Joel shook his head. ‘I can’t do that. I have to go on with it, my own way.’

‘I was afraid you’d say that.’ Carter sighed. ‘Fine. You’re my friend. If you need me, you know where to find me.’ He looked at his watch. ‘Shit. Got to run.’ He slurped back the last of his beer, got up and clapped Joel on the shoulder. ‘You take care, all right?’

‘I’ll be fine.’

‘Seriously?’

‘Get out of here. You’re going to be late.’ Joel watched Carter muscle his way out of the door, then finished his drink and went to get another. For a few minutes he sat drinking and gazing into the middle distance.

Maybe it was true. Maybe he’d just lost his mind.

With all his heart he yearned to be wrong, to have just concocted all this out of a stress-frazzled brain.
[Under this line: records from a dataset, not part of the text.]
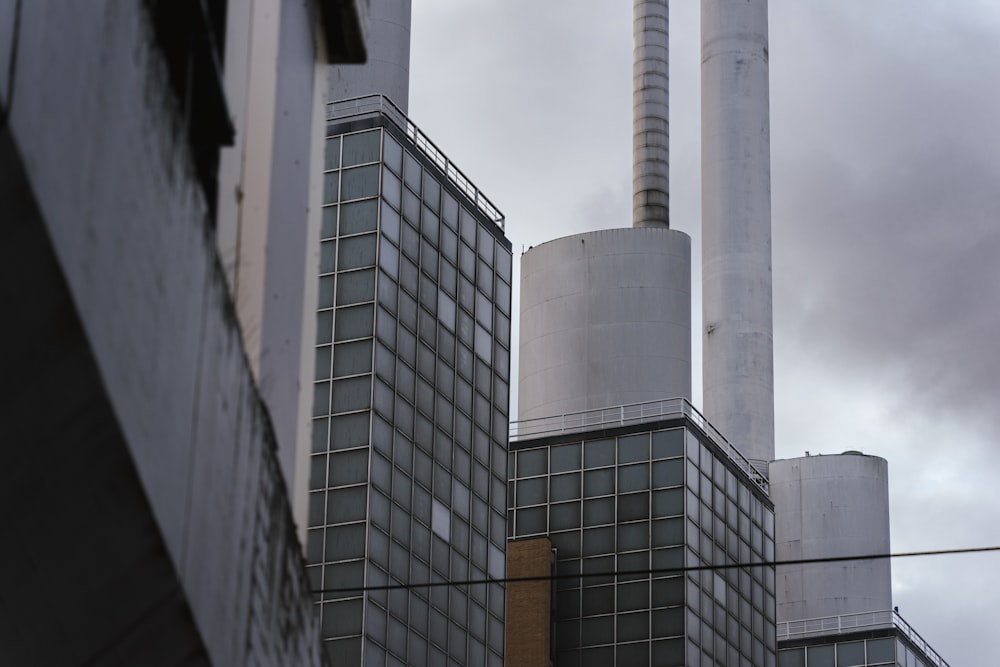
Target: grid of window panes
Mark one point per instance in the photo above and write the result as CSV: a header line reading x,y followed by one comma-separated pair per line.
x,y
658,499
408,479
859,653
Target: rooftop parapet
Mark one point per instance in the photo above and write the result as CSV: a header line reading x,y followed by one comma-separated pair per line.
x,y
846,623
631,414
372,105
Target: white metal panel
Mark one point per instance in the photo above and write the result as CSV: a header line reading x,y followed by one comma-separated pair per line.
x,y
738,368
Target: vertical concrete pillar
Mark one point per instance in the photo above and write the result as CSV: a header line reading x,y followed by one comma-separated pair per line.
x,y
738,367
650,115
387,71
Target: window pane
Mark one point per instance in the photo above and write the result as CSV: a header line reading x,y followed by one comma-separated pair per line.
x,y
598,511
332,150
354,322
565,458
564,516
531,491
331,185
352,394
359,216
599,482
565,487
850,654
355,287
348,504
357,252
348,467
633,448
820,656
668,473
880,650
599,453
352,358
361,148
359,182
349,431
633,478
532,462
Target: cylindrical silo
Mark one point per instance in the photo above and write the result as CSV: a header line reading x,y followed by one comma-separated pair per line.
x,y
605,321
738,368
387,70
650,115
831,506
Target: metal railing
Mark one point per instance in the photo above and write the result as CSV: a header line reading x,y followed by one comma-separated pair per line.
x,y
379,104
634,413
834,625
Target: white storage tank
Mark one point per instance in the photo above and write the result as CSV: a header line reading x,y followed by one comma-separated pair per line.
x,y
831,506
605,321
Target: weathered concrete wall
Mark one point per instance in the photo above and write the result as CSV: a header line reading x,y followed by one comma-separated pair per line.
x,y
605,321
831,506
98,133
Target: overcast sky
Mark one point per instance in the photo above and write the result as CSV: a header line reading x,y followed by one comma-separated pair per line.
x,y
886,228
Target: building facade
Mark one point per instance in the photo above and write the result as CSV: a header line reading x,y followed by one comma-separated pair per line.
x,y
650,492
411,394
854,640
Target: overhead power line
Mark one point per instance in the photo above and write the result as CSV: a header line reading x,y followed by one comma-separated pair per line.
x,y
651,571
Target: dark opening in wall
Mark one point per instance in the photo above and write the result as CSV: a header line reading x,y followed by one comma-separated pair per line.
x,y
191,34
More than anything, he wished that he could take advantage of his suspension to relax, take it easy and then wake up one morning and realise that these crazy ideas had simply evaporated from his mind.

But he knew that wasn’t going to happen. This wasn’t just going to go away.

Things could only get worse, and he was going to have to face it, alone. Completely alone.

Or maybe not.

Maybe I could have helped you.

As the words came back to him, he reached for his wallet and dug out the business card Alex Bishop had given him in the hospital.

What had she meant by that? There was only one way to find out. And he couldn’t pretend to himself that he didn’t want to see her again anyway. He dialled her number, but the answering service told him the phone was switched off. He swore.

‘I’ve got to do something,’ he muttered to himself.

Then he knew what that something was.

He left his drink unfinished on the table.

By four in the afternoon, he was hard on the throttle of the Hayabusa, battling against a ninety-mile-an-hour wind as he headed north away from the city to a place he hadn’t seen for eighteen years and had never wanted to see again.